4-8 May 2009, Vienna

AT/P5-15

Lay-out of the EURISOL Experimental Hall

D. Ene, J.C. David, D. Doré, and D. Ridikas

CEA, Saclay, IRFU, SPhN, Gif-sur-Yvette, France

Corresponding Author: daniela.ene@cea.fr

The EURISOL project is aimed at the design of the next generation European ISOL radioactive ion beam (RIB) facility able to deliver high intensity beams of 1013 pps at energy up to 150 MeV u-1. The RIBs of 21 MeV u-1 and 150 MeV u-1 will be extracted to a number of experimental halls, 99 where they interact with secondary targets. The purpose of this study is to configure the shielding and the management of the access to the controlled areas inside the beam experimental halls. In agreement with physics case of the project it was decided to investigate six target materials: CH2, Be, C, Cu, Ni and Pb at two possible thicknesses of 1 mg cm-2 and 10 mg cm2. The experimental hall hosting the AGATA germanium array detector was selected as the conservative case. The conceptual model for the beam dump system to be placed at the end of the post-accelerator beam line, whose feasibility was previously demonstrated, was used here also to examine safe operation conditions inside the experimental hall. Therefore the geometry model used in simulations contains:

  • a simplified AGATA detector placed in the centre,
  • a typical experimental target positioned inside AGATA, and
  • a V-shaped beam dump configuration with a water-cooled graphite core and a subsequent iron block downstream of the beam line. A test case of 132Sn25+ RIB was used in simulations.

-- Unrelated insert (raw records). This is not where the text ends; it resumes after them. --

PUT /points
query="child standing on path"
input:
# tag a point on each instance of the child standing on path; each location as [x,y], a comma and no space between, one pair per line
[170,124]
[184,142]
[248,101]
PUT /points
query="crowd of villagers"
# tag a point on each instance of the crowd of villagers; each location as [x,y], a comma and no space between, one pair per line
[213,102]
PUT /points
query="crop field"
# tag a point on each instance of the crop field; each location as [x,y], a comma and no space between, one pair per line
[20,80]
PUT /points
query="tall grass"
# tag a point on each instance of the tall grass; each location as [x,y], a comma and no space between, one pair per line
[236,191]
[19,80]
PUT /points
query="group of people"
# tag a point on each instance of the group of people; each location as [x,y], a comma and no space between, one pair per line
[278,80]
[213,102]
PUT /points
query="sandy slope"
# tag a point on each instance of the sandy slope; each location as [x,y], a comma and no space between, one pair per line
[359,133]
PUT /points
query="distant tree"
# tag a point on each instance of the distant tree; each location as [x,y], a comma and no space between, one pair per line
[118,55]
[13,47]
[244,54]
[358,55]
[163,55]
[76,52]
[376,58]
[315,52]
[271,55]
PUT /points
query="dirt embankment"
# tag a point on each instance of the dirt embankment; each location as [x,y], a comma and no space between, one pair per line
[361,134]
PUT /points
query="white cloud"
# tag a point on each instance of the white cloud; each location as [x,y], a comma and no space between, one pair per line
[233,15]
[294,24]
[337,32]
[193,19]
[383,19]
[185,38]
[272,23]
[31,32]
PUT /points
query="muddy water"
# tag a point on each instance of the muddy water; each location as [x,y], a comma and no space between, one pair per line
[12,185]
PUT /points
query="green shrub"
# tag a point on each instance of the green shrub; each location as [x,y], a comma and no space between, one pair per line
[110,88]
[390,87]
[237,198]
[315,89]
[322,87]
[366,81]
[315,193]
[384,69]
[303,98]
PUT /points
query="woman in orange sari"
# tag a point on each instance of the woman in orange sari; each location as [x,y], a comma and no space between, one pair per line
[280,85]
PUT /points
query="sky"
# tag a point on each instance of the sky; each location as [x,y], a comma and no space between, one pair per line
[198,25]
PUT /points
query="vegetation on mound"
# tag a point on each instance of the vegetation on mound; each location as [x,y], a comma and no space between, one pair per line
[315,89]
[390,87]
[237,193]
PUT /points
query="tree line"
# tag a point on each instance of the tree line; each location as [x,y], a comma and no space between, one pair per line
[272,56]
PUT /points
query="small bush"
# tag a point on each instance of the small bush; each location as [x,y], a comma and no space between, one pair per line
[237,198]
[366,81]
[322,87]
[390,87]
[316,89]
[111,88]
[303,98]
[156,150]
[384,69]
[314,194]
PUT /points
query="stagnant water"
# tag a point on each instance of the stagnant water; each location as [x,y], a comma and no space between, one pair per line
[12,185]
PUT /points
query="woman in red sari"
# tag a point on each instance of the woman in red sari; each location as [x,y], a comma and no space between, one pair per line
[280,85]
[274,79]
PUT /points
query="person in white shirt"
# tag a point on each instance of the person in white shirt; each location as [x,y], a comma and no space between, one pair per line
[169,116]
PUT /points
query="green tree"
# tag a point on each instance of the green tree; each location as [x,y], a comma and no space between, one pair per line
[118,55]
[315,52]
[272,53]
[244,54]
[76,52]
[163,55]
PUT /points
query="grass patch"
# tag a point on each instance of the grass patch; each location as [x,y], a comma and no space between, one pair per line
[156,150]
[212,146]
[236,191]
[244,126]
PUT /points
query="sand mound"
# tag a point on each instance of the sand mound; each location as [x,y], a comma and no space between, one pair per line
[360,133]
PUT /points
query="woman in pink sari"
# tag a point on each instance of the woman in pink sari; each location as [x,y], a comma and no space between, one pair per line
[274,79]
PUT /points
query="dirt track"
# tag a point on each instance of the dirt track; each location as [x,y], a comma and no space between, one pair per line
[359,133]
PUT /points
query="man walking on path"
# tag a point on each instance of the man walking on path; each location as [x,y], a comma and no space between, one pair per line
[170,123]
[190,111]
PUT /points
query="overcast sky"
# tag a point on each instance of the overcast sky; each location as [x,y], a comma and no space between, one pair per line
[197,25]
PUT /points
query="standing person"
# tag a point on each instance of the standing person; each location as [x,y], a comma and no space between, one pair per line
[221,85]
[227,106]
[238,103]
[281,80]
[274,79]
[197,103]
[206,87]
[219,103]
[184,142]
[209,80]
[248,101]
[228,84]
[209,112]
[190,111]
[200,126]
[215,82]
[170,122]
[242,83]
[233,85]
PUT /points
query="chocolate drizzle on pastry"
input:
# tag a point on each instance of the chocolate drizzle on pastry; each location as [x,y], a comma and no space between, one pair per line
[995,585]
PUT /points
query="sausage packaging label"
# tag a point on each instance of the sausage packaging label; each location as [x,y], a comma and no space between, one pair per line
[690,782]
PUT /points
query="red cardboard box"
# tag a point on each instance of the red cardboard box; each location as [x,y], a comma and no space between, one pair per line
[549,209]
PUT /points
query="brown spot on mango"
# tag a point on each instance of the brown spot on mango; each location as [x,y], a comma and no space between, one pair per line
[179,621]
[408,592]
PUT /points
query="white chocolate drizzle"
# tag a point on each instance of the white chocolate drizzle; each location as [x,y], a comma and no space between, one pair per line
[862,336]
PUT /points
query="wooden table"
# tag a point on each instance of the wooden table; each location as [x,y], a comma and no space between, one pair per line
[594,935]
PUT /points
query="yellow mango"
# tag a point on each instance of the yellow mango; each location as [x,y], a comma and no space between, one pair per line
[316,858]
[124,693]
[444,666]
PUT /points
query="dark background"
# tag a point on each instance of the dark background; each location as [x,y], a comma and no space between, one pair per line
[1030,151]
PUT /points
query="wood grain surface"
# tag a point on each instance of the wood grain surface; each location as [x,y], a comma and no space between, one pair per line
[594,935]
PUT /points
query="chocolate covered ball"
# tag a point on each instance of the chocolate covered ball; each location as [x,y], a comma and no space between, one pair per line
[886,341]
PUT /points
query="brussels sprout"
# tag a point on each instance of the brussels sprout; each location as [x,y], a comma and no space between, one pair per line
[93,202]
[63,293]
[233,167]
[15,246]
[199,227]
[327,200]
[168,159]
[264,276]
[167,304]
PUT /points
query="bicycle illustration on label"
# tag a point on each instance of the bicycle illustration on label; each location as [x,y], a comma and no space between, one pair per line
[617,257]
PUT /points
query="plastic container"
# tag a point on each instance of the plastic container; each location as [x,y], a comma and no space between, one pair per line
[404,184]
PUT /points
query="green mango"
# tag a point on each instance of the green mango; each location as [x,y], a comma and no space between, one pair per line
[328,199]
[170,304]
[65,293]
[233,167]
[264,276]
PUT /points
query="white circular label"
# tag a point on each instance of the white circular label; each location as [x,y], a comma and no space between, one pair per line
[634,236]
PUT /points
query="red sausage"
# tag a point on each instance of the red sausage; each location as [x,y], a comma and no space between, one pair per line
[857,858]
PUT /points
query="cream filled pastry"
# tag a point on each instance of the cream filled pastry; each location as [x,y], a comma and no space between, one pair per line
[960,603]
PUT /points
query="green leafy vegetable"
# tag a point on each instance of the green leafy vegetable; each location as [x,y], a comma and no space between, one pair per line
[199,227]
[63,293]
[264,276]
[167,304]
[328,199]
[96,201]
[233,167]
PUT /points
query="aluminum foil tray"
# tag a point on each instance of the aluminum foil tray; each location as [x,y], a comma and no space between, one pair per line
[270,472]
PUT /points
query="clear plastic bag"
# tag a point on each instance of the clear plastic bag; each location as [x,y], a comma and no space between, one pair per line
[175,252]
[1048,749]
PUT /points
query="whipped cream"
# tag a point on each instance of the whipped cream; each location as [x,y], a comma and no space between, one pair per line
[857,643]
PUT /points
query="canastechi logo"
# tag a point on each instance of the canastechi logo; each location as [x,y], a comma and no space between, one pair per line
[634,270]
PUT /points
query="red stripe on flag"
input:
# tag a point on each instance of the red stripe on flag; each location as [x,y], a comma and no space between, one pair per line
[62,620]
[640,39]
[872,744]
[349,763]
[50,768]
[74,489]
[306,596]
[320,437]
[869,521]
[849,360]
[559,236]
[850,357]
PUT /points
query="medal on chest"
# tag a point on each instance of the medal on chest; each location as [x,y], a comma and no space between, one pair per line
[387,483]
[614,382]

Neutron production yields from the physics targets, dose rate estimates in the experimental area and behind the shielding walls and energy deposition on the beam dump were calculated and analysed in this study. Dedicated simulations were performed by means of the PHITS Monte Carlo computer code. In order to characterise the residual radiation environment inside the experimental halls the following procedure was developed. Induced radioactivity in the targets, AGATA equipment, concrete wall and the air inside were estimated using DCHAIN–SP–2001 code. Ambient dose equivalent rates due to the residual radiation were calculated with the MCNPX code using photon sources resulted from DCHAIN activation calculations. The lay-out of the experimental area was schematically configured by preliminary sizing of concrete shielding walls. The paper provides also the magnitude of the radioactive material inventory generated inside this zone and the associate dose rate estimates.